4. Pod Disruption Budgets

apiVersion: policy/v1
kind: PodDisruptionBudget
metadata:
  name: my-app-pdb
spec:
  minAvailable: 2
  selector:
    matchLabels:
      app: my-app

5. Network Policies

apiVersion: networking.k8s.io/v1
kind: NetworkPolicy
metadata:
  name: my-app-network-policy
spec:
  podSelector:
    matchLabels:
      app: my-app
  policyTypes:
  - Ingress
  - Egress
  ingress:
  - from:
    - podSelector:
        matchLabels:
          app: frontend
    ports:
    - protocol: TCP
      port: 8080
  egress:
  - to:
    - podSelector:
        matchLabels:
          app: database
    ports:
    - protocol: TCP
      port: 5432

Quality Criteria

✅ All workloads have resource limits
✅ Health probes configured
✅ Security contexts applied
✅ PodDisruptionBudgets for critical apps
✅ Network policies restrict traffic
✅ Secrets managed with external-secrets or sealed-secrets
✅ Cluster autoscaling enabled

Troubleshooting

Issue: Pods stuck in Pending Solution: Check node capacity (kubectl describe node), review resource requests

Issue: Service not reachable Solution: Verify selector matches pod labels, check NetworkPolicies

Issue: High memory usage (OOMKilled) Solution: Increase memory limits, profile application memory usage

Related Skills

docker-containerization: Container best practices
aws-specialist: EKS deployment
terraform-iac: K8s cluster provisioning
opentelemetry-observability: Distributed tracing in K8s

Tools

kubectl: Kubernetes CLI
Helm: Package manager
Kustomize: YAML templating
ArgoCD/Flux: GitOps
Istio/Linkerd: Service mesh
Lens: Desktop GUI

MCP Tools

mcp__flow-nexus__sandbox_execute for kubectl commands
mcp__memory-mcp__memory_store for K8s patterns

Success Metrics

Deployment time: <5 minutes
Pod startup time: <30 seconds
Cluster utilization: 60-80%
Zero-downtime deployments: 100%

Skill Version: 1.0.0 Last Updated: 2025-11-02

Core Principles

Kubernetes Specialist operates on 3 fundamental principles:

Principle 1: Declarative Infrastructure Over Imperative Commands

Kubernetes thrives on declarative configuration where you describe the desired state, not the steps to achieve it.

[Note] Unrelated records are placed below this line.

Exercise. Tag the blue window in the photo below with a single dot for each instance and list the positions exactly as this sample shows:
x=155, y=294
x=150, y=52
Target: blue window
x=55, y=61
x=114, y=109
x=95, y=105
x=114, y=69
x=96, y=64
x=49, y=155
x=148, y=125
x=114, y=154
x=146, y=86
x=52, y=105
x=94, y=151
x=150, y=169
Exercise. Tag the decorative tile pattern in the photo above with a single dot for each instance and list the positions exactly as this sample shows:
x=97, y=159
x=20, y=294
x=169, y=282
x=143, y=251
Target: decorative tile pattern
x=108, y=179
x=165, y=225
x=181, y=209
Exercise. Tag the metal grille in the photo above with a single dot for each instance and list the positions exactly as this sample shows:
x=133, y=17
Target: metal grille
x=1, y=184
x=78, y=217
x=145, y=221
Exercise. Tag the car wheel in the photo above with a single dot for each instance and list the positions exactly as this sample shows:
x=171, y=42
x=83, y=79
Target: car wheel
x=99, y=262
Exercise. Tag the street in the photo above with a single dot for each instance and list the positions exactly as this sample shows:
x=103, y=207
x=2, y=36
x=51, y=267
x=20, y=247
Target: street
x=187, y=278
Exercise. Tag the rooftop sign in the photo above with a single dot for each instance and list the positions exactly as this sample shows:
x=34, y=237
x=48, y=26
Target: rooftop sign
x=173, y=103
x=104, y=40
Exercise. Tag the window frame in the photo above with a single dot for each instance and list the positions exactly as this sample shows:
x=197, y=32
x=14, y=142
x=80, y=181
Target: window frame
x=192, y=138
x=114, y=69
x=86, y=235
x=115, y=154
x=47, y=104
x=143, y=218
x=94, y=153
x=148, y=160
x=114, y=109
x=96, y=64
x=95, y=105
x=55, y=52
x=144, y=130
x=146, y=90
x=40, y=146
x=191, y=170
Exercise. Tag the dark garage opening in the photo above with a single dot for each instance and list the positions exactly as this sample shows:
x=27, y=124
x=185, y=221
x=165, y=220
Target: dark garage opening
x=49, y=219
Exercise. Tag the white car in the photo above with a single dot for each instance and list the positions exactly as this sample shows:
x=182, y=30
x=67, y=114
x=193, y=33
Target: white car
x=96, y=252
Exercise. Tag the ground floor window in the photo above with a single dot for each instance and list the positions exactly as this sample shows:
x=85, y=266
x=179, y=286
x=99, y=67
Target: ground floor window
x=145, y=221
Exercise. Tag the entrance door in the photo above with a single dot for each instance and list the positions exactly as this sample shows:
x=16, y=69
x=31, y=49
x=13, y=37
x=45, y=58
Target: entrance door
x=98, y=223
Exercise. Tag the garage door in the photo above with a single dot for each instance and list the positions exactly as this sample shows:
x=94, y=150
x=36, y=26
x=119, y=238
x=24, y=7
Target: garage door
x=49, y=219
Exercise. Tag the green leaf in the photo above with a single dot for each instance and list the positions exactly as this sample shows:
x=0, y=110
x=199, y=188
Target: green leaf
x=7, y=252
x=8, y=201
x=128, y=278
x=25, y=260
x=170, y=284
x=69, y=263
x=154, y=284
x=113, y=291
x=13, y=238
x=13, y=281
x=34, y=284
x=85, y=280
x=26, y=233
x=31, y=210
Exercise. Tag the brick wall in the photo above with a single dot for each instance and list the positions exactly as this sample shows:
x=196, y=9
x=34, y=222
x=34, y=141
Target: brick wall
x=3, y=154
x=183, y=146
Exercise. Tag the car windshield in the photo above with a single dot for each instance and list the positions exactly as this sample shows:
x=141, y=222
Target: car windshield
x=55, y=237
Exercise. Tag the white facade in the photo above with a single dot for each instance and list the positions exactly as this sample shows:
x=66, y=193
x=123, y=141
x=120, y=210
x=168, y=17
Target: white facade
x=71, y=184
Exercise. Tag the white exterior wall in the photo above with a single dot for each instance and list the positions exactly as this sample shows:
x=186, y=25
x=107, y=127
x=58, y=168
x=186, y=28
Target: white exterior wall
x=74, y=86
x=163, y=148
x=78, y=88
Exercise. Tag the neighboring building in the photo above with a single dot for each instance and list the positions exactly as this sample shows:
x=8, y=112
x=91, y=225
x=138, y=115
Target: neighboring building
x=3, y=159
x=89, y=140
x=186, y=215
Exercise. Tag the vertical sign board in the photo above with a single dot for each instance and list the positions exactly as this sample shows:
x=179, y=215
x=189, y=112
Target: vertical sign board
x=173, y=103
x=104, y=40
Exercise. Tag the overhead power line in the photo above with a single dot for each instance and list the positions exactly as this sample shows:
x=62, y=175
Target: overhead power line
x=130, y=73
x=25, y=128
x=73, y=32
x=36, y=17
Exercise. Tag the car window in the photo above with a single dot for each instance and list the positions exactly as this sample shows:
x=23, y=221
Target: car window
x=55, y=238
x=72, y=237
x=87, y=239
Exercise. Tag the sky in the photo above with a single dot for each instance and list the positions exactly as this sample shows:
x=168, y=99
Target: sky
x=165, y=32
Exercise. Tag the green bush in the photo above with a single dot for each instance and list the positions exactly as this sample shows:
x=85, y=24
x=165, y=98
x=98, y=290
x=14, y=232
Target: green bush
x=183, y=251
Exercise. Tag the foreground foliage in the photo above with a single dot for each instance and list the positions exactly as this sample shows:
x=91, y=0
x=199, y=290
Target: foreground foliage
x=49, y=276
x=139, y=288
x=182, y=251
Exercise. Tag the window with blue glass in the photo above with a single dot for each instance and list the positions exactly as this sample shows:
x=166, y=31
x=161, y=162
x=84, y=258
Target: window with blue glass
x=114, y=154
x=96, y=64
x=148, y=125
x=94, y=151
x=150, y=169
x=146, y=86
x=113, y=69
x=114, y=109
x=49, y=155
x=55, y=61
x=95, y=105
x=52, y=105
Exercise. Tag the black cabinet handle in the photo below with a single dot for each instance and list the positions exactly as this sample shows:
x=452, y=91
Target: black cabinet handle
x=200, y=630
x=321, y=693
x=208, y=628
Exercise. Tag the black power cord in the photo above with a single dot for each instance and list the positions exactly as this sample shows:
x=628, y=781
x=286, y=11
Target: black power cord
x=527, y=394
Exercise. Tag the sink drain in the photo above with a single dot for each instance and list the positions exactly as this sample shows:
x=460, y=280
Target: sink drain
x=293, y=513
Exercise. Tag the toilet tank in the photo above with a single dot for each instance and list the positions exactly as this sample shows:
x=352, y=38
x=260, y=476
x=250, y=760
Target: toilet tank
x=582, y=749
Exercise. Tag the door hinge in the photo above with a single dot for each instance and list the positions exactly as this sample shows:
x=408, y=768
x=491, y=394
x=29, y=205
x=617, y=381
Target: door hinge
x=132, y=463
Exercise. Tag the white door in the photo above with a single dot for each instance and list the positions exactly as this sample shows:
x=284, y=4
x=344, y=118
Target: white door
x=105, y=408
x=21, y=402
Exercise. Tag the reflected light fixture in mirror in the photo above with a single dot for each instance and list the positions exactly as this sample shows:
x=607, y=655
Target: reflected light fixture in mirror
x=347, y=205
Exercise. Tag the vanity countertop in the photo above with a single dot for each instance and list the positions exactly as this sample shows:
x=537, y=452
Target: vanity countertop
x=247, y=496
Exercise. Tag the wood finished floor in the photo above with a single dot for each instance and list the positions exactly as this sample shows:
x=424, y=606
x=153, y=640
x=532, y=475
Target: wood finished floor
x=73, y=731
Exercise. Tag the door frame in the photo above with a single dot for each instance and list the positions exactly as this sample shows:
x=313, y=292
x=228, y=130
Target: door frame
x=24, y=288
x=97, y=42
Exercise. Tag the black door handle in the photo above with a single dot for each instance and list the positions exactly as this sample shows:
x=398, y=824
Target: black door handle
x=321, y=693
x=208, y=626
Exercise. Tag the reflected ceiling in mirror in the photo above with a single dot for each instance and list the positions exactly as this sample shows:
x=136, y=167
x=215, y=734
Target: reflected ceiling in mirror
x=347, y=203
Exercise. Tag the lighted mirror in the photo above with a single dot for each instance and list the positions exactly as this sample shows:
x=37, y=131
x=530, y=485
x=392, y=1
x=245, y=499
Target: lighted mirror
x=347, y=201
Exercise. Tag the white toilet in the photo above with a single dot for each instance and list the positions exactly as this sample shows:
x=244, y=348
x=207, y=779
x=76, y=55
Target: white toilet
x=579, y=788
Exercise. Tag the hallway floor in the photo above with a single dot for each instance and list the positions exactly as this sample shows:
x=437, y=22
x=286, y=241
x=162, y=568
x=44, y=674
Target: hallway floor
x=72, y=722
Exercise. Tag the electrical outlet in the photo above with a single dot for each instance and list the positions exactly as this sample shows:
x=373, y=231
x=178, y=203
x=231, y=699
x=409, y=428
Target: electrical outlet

This principle ensures reproducibility, version control, and GitOps compatibility.

In practice:

Define all resources in YAML manifests checked into version control
Use Helm charts or Kustomize for templating rather than manual kubectl edits
Implement GitOps workflows with ArgoCD/Flux for automated deployments
Avoid imperative commands like kubectl run or kubectl expose in production

Principle 2: Resource Constraints Are Non-Negotiable

Every container must have explicit resource requests and limits. This principle prevents the noisy neighbor problem, enables efficient bin-packing, and ensures predictable performance across the cluster.

In practice:

Set CPU/memory requests based on actual application profiling (use VPA recommendations)
Set limits to prevent runaway processes from consuming entire node resources
Use HorizontalPodAutoscaler for elastic scaling based on utilization
Monitor resource utilization with metrics-server and adjust requests/limits accordingly

Principle 3: Defense in Depth Through Layered Security

Security is not a single configuration but a composition of multiple protective layers. This principle ensures that even if one layer fails, others provide fallback protection.

In practice:

Apply security contexts at pod level (runAsNonRoot, readOnlyRootFilesystem, capabilities drop)
Enforce network policies to restrict pod-to-pod communication
Use PodSecurityStandards or OPA/Gatekeeper for admission control
Implement RBAC with least-privilege access for service accounts
Scan images with Trivy/Snyk before deployment

Common Anti-Patterns

Anti-Pattern	Problem	Solution
No Resource Limits	Pods can consume all node resources, causing cascading failures and unpredictable scheduling. Without limits, a memory leak or CPU spike can crash the entire node.	Define both requests and limits for every container. Use VPA for recommendations. Set namespace ResourceQuotas to enforce constraints.
Missing Health Probes	Kubernetes cannot detect when containers are unhealthy or not ready to serve traffic. Results in traffic being routed to broken pods, causing user-facing errors.	Implement both liveness (restart if unhealthy) and readiness (remove from service if not ready) probes. Use HTTP checks for web services, TCP for databases. Set appropriate initialDelaySeconds and periodSeconds.
Deploying :latest Tag	Image tags are mutable and can change unexpectedly, leading to version drift, inability to rollback, and non-reproducible deployments across environments.	Always use immutable tags with semantic versioning (e.g., v1.2.3 or git commit SHA). Implement image pull policies (IfNotPresent) to reduce registry load. Use image digests for absolute immutability.
StatefulSets for Stateless Apps	Using StatefulSets when Deployments suffice adds unnecessary complexity, slower rollouts, and limited horizontal scaling capabilities.	Use Deployments for stateless applications. Reserve StatefulSets for databases or applications requiring stable network identity and persistent storage. Use init containers for initialization tasks.
Single Replica in Production	Zero redundancy means any pod failure causes downtime. No high availability, no rolling updates without downtime.	Run minimum 2-3 replicas with PodDisruptionBudgets (minAvailable: 1). Use podAntiAffinity to spread replicas across nodes/zones. Implement HPA for dynamic scaling.

Conclusion

The Kubernetes Specialist skill empowers you to build production-grade container orchestration systems that are resilient, secure, and cost-effective. By adhering to the three core principles of declarative infrastructure, resource constraints, and defense-in-depth security, you ensure that your deployments are not only functional but maintainable at scale. The workflows provided cover the full spectrum from basic deployments to advanced service mesh implementations, giving you the tools to handle everything from greenfield microservices to complex multi-cluster architectures.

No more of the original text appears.